Which isn’t to say there wasn’t always a healthy dose of humor in Thorn’s rootsy, character-driven discography. Just that it was usually was embedded in a hard-eyed, typically personal kind of instrospection. Even when he plugged in with his soul-lifting, Americana-meets-R&B brethren in the Paul Thorn Band, his music had a basic seriousness to it that reflected what was at stake in these songs. His people lived on the edge, be that the edge of a life-changing mistake, of certain financial ruin, or of salvation that could just as easily tumble into something darker.
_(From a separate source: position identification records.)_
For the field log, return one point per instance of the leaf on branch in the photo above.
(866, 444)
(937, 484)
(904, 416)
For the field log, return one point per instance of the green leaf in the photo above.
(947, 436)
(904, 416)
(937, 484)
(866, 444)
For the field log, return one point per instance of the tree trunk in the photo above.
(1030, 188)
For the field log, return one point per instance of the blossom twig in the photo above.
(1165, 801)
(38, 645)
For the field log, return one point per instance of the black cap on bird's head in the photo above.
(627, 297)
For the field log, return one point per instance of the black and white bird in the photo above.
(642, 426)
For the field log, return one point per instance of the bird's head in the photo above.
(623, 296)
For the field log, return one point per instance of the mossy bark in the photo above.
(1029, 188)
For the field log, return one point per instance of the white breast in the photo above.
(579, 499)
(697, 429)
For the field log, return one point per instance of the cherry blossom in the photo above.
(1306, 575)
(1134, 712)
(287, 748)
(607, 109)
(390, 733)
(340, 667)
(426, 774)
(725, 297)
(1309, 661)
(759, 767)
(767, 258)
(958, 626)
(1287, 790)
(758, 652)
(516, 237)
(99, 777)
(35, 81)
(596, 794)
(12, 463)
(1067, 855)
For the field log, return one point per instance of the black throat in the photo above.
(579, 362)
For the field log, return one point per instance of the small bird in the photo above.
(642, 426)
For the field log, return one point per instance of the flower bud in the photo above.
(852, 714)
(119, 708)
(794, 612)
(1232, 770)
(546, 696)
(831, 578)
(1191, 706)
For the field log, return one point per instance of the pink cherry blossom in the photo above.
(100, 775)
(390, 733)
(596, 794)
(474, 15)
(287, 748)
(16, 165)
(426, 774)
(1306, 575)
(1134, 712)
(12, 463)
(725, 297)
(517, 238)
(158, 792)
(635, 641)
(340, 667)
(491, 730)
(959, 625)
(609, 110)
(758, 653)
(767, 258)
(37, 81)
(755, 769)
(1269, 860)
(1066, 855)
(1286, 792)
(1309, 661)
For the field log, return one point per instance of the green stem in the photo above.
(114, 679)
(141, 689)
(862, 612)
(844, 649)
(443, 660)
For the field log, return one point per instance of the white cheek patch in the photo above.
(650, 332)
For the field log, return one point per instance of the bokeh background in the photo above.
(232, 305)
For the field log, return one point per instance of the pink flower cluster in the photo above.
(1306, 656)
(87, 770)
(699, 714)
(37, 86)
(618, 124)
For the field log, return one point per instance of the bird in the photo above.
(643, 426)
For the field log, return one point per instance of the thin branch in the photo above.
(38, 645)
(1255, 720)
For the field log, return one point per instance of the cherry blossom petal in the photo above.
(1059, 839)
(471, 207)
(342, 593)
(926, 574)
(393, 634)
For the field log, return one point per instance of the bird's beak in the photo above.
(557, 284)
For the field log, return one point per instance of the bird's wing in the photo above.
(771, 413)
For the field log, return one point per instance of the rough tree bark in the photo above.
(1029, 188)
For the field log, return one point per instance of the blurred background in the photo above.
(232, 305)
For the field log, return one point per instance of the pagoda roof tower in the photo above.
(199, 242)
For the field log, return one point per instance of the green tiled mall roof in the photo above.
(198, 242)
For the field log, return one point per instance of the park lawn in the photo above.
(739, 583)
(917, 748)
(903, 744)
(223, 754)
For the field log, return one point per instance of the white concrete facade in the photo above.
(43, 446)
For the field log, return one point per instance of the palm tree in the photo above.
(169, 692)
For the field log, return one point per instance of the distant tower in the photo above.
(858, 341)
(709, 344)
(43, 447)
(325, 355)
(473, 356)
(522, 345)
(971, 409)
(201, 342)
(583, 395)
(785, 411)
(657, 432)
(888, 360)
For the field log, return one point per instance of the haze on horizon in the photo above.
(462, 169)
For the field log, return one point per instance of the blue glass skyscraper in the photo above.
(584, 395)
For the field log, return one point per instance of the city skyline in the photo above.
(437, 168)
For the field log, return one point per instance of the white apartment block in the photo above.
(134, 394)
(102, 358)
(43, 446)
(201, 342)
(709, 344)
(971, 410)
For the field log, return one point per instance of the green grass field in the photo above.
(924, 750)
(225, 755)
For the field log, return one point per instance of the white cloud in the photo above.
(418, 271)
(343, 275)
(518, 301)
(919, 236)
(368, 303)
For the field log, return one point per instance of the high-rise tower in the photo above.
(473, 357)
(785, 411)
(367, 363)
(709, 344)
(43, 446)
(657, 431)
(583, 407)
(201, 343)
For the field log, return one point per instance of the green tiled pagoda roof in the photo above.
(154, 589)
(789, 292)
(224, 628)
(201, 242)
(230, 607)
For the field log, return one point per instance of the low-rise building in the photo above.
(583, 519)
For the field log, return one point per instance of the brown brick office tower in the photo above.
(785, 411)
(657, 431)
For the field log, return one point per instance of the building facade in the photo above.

But not here. Too Blessed to be Stress, though it certainly doesn’t lack Thorn’s sharp eye for detail, instead works with broader brush strokes — sounding less intimate, endlessly optimistic, and a hell of a lot funnier. “I Backslide on Friday” echoes with anyone (and that means everyone) who’s made a promise to do better, only to falter. He gooses his own pew-riding past in songs like the title track, “Don’t Let Nobody Rob You of Your Joy” and “Get You a Healin.'”
While the impish “Mediocrity is King” speaks for itself, it’s leavened with “Everything is Gonna Be All Right” — a message, like “Everybody Needs Somebody” — that we can all stand to remember when times are bad. And, as Thorn reminds us throughout Too Blessed to be Stressed (recently issued on PerpetualObscurity/Thirty Tigers), when times are good, too.